O
sufoco do medo e da memória são incessantes em A Flor do Buriti, no qual nem a beleza natural da floresta brasileira nos consegue distrair dos horrores vividos e contados pelo povo Krahô no Brasil. O filme narra os eventos deste povo desde 1940, ano em que um massacre matou dezenas de pessoas indígenas que protegiam as suas terras e as suas casas de fazendeiros invasores. Seguiu-se a adesão forçada a um grupo paramilitar durante a ditadura militar nos anos 60, lembrada vivamente pelos membros da comunidade na atualidade. Por sua vez, estes descendentes têm ainda de lutar incessantemente pela proteção do seu território e pelo seu direito a existir em comunidade.
A ameaça dos Krahô tem o nome de cupē, uma designação previamente atribuída aos portugueses na época colonial e que agora é usada como referência aos fazendeiros que tanto ameaçam as nações indígenas da região. A ganância levou à violência e ao massacre contra os povos originários que se opuseram ferozmente à exploração das suas terras para a pecuária de larga escala da época moderna. Num mundo em que a vida humana indígena é desprezada e aniquilada para o bem do gado, os fazendeiros surgem como o pior dos males contra a natureza no Brasil contemporâneo. Compete aos Krahô proteger e zelar pela preservação do meio ambiente que os rodeia, assim como o estilo de vida comunitário que acompanha os seus esforços para proteger as suas terras ancestrais.
A resistência tem um preço demasiado elevado em todas as épocas retratadas no filme. Os Krahô são perseguidos não só pelos interesses gananciosos dos cupē, bem como pelos interesses opressores de um Estado militarizado e, mais tarde, de um Estado ainda indiferente e, até, hostil à luta e causa indígena. No entanto, o filme demonstra a importância que esta tem para os povos originários que se encontram sem outra alternativa a não ser a recusar vergar-se às forças opressoras do poder global e da criminalidade local.
Assistir a um retrato tão poderoso do Krahô não deixa margem para indiferenças por parte dos espectadores, sobretudo quando grande parte da narrativa é vista pelos olhos de Jotàt, uma jovem atormentada nos seus sonhos pelo sofrimento dos seus antepassados. Num mundo percepcionado através do medo, a mãe e o tio fazem tudo para eliminar as inquietudes da filha, embora saibam que as ameaças são reais e o passado se possa vir a repetir.
Contudo, as memórias do passado não se podem simplesmente evitar ou até expungir-se da alma, coletiva ou individual.

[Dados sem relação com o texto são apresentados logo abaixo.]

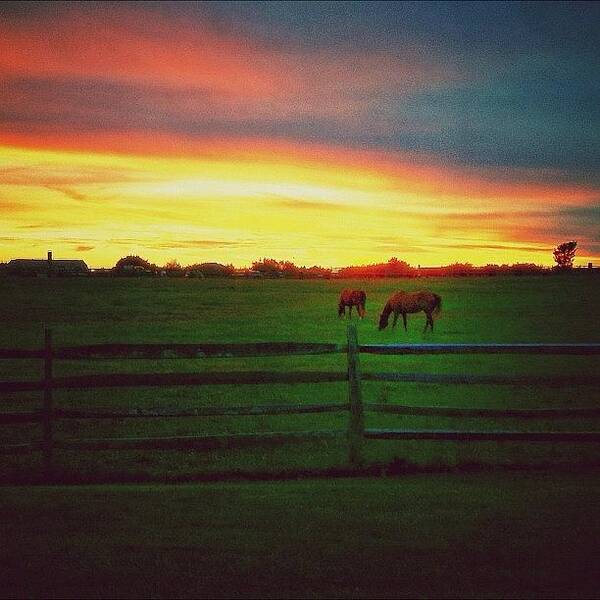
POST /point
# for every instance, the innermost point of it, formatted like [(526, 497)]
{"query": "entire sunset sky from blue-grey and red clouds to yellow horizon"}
[(322, 133)]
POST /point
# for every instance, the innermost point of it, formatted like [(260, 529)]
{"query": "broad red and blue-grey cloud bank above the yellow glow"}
[(382, 77)]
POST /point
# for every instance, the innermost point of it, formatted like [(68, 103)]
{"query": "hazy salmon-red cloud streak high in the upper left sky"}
[(247, 79)]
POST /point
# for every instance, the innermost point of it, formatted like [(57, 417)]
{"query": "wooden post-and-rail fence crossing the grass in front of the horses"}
[(356, 432)]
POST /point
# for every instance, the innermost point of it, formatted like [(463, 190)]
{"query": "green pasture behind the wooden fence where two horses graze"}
[(518, 309)]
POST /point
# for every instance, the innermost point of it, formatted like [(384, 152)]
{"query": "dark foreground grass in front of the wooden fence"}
[(430, 536)]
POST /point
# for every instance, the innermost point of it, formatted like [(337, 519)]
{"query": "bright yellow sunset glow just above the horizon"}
[(101, 206)]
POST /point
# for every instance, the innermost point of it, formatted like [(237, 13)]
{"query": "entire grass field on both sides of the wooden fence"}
[(479, 534)]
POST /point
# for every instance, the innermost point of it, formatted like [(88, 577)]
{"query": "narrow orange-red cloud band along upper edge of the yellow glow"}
[(409, 173)]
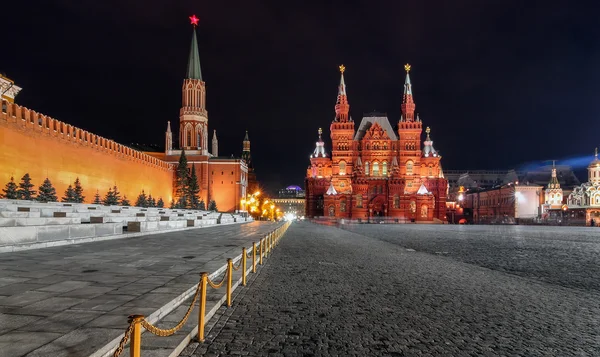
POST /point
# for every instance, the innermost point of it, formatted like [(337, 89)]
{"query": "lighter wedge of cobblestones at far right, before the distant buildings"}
[(566, 256)]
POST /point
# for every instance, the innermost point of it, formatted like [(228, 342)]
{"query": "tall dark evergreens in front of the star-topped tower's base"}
[(187, 188)]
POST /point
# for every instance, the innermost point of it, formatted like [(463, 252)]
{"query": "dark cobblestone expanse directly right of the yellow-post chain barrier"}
[(330, 292)]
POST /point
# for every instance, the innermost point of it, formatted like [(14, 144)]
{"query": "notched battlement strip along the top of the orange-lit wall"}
[(28, 120)]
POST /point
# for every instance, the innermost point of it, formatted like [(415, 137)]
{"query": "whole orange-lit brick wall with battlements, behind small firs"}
[(44, 147)]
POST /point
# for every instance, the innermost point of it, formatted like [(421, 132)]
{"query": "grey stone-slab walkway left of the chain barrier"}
[(72, 300)]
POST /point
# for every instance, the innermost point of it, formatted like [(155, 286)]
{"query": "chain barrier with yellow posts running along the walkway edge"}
[(136, 322)]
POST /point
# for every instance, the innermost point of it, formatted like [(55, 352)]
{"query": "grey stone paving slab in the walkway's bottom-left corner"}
[(19, 343)]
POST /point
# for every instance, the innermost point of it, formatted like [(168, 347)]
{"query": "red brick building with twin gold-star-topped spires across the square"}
[(375, 171)]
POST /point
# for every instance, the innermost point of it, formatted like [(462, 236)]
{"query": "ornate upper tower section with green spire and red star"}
[(193, 117)]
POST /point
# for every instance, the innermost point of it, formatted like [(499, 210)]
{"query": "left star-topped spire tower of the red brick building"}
[(342, 135)]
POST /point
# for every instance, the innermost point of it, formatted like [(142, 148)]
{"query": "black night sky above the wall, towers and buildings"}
[(500, 83)]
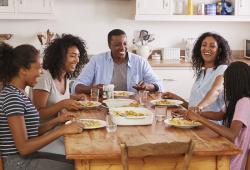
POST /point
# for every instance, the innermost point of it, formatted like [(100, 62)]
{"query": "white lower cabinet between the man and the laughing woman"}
[(178, 80)]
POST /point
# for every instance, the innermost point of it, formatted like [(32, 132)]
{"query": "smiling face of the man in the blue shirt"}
[(118, 46)]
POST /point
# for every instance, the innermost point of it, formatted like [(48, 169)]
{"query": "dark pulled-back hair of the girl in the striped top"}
[(13, 59)]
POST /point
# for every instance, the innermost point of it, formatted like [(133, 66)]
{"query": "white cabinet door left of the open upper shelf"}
[(153, 7)]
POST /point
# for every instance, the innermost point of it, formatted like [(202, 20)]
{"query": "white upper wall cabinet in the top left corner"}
[(27, 9)]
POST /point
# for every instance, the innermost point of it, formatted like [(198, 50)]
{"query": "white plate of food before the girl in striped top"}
[(87, 123)]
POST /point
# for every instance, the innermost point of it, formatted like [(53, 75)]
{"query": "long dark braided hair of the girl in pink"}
[(236, 86)]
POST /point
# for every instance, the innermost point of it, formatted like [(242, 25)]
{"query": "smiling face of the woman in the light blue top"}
[(209, 50)]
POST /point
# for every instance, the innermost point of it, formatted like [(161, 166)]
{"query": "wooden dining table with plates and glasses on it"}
[(99, 150)]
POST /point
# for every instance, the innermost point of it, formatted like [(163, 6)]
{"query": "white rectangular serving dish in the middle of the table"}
[(120, 118)]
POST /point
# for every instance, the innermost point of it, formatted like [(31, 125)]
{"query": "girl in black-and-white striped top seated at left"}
[(21, 133)]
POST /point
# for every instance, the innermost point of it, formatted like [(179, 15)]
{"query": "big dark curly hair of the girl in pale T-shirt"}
[(56, 52)]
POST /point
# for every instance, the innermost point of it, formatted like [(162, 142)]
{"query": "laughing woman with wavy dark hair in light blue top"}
[(211, 55)]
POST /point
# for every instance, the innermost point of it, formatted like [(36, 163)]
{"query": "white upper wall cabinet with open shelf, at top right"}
[(155, 10)]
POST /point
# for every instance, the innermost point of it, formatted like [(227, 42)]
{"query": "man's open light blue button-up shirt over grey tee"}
[(99, 70)]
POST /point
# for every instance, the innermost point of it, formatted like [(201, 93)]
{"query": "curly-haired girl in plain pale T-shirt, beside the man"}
[(63, 58)]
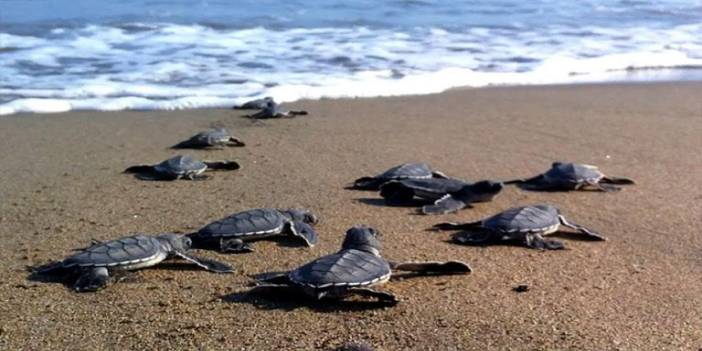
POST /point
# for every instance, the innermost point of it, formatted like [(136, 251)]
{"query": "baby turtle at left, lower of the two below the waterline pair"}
[(179, 167)]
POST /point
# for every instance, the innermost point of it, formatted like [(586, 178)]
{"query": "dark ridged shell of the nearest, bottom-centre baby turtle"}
[(344, 268)]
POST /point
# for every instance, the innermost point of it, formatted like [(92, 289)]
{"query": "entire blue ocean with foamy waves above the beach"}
[(60, 55)]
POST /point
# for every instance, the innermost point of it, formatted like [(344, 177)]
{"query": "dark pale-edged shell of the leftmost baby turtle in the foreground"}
[(116, 252)]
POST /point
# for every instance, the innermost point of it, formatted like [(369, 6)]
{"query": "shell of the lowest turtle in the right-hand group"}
[(533, 218)]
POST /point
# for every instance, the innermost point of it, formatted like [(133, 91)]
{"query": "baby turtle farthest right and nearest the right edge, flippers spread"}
[(571, 176)]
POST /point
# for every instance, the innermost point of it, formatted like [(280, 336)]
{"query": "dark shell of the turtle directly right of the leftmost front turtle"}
[(263, 221)]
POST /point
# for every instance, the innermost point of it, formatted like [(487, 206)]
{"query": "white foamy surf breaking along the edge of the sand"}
[(170, 66)]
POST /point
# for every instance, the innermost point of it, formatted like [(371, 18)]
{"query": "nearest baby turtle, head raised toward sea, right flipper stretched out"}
[(353, 271)]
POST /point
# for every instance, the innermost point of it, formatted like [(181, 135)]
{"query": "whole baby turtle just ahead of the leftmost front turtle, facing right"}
[(229, 234)]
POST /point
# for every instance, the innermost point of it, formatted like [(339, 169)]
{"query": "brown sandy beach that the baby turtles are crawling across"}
[(61, 186)]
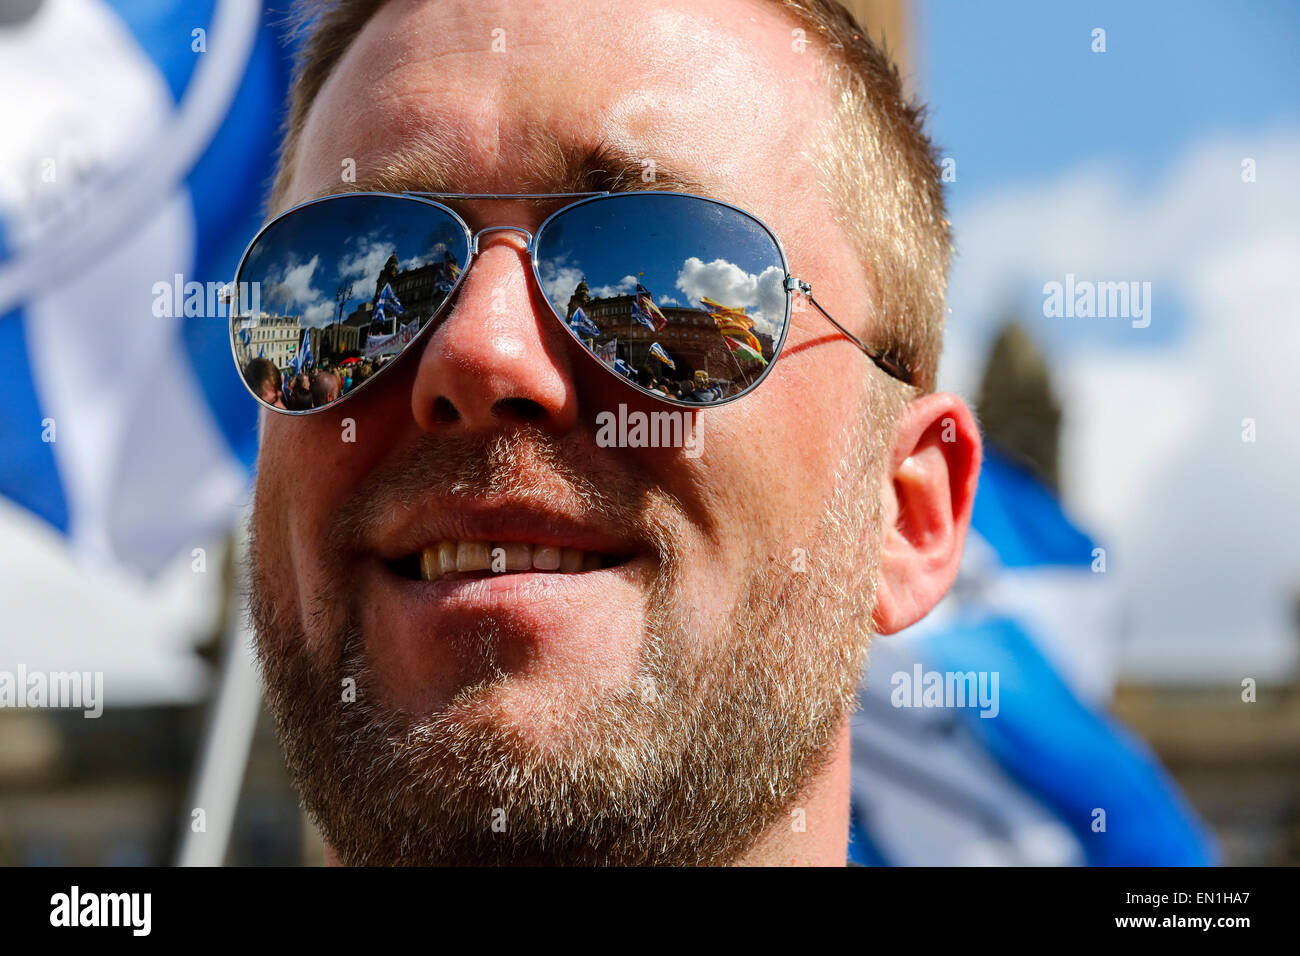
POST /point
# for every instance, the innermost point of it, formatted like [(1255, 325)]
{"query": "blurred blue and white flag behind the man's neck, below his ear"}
[(983, 738)]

O passado dos Krahô tem um peso incalculável na consciência deste povo e, por isso, ele é retratado pelos próprios com tanta vivacidade e responsabilidade. Assim, o filme presenteia-nos com a sua contribuição incrivelmente marcante. Não é de todo surpreendente que o filme tenha ganho o prémio de Melhor Elenco na sua estreia no Festival de Cannes em 2023.
Porém, o filme não se fica por uma mera recriação da história dos Krahô, ensina-nos que, se o passado é cruel, o presente é determinante para que a história seja redirecionada. Este é o motivo que leva dois membros da aldeia, Hyjnõ e Pratpro, à capital brasileira para se encontrarem com membros de outras comunidades indígenas, também elas a enfrentar memórias e eventos traumáticos e a tentar prevenir um futuro igualmente nefasto. Afinal, a união faz a força e é em Brasília onde os Krahô podem finalmente ver a sua realidade espelhada. É lá onde talvez possam encontrar as soluções que tanto procuram para os males que tanto os atormentam.
No entanto, quando estamos perto de encontrar algum tipo de resposta, o filme regressa novamente à terra dos Krahô, onde assistimos ao nascimento tão esperado do filho de Hyjnõ. A mãe faz o seu melhor para evitar que o bebé seja sufocado no parto, pois a sombra do medo surge logo à nascença. Pouco tempo depois, a criança está segura no peito da mãe, partilhando já os receios que assolam a sua tribo. Contudo, também nasce com ela a esperança de um mundo melhor, um mundo sem medo e com liberdade. E essa é uma possibilidade que se torna tão sufocante como o medo.